Molte piccole molecole sono in grado di formare addotti covalenti con ognuno di questi tipi di emoglobina: qualche addotto (per es., quello dell'HbA con il glucosio o con alcuni suoi derivati) può anche riflettere perturbazioni del metabolismo oppure rendere manifesta l'introduzione di farmaci nell'organismo (l'addotto dell'emoglobina con la penicillina ne è un esempio). L'HbAIc, vale a dire l'emoglobina dell'adulto con alcune molecole di glucosio legate in modo covalente, è tra i componenti emoglobinici minori quello più abbondante (4% del totale nei soggetti normali, valore che può raggiungere anche il 15-20% in diabetici non trattati). Nei pazienti con insufficienza renale infine si osserva una notevole percentuale di gruppi amminico-terminali delle catene α e β bloccati con il cianato (che si libera dall'urea, scarsamente eliminata a causa del danno renale).

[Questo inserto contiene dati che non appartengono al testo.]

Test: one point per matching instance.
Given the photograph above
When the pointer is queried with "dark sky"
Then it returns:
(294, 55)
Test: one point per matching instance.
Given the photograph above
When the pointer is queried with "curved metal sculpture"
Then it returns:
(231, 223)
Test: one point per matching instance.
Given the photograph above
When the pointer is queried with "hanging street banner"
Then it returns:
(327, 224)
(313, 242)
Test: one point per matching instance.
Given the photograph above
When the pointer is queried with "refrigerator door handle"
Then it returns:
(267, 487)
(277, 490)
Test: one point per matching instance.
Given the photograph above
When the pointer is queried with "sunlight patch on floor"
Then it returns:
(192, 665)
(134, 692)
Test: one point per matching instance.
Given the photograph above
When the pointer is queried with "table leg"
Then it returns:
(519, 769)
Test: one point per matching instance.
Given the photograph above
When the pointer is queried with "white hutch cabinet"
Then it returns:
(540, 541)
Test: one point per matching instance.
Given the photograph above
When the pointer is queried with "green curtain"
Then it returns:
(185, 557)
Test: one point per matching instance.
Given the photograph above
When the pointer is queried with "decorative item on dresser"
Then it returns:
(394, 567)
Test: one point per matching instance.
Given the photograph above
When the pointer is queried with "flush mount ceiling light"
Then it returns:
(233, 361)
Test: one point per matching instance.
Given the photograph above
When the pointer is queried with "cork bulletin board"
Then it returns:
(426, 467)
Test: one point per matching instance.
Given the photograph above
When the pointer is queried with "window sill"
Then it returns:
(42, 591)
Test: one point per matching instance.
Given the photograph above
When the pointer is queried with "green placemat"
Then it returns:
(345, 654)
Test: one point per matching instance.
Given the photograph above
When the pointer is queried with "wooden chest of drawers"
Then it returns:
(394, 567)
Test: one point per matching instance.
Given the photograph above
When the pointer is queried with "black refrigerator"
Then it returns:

Quando l'emoglobina non ha alcun legante sull'eme è detta 'desossiemoglobina' (Hb). Numerosi sono i leganti che possono combinarsi reversibilmente con il Fe(II) dell'eme (tra cui l'O2, il monossido di carbonio CO e l'NO) in un rapporto stechiometrico di 1 a 1; ogni volta che si forma uno di questi legami si ha una riorganizzazione della distribuzione spaziale degli elettroni dell'eme, accompagnata da un'ampia modificazione delle proprietà spettrali (fig. 2) dell'emoglobina. Così, il colore rosso violetto della desossiemoglobina diventa rosso scarlatto in presenza di O2 (HbO2 è convenzionalmente il simbolo del derivato ossigenato) e l'intensità di quest'ultima tonalità di colore si modifica in proporzione alla quantità di O2 combinato con gli emi. E dunque, facendo uso delle proprietà spettrali si può misurare sia in vitro sia in vivo la percentuale di emoglobina legata all'O2.
Il Fe(II) degli emi, in vitro, va gradualmente incontro a un processo spontaneo di ossidazione divenendo Fe(III): nel derivato che si viene così a formare, noto come metaemoglobina (o emoglobina ferrica), una molecola di H2O rimpiazza l'O2 come legante dell'eme; tant'è che la metaemoglobina è del tutto incapace di trasportare O2. L'accumulo della forma meta, in vivo, è per lo più impedito da un sistema enzimatico intraeritrocitario che riporta gli emi ossidati al loro stato ferroso; si possono tuttavia verificare situazioni patologiche in cui la quantità di metaemoglobina è nettamente superiore a quella normale (〈3%). La molecola di H2O associata al Fe(III) può essere sostituita da vari leganti specialmente anionici, tra cui il cianuro (CN−) ed il fluoruro (F−).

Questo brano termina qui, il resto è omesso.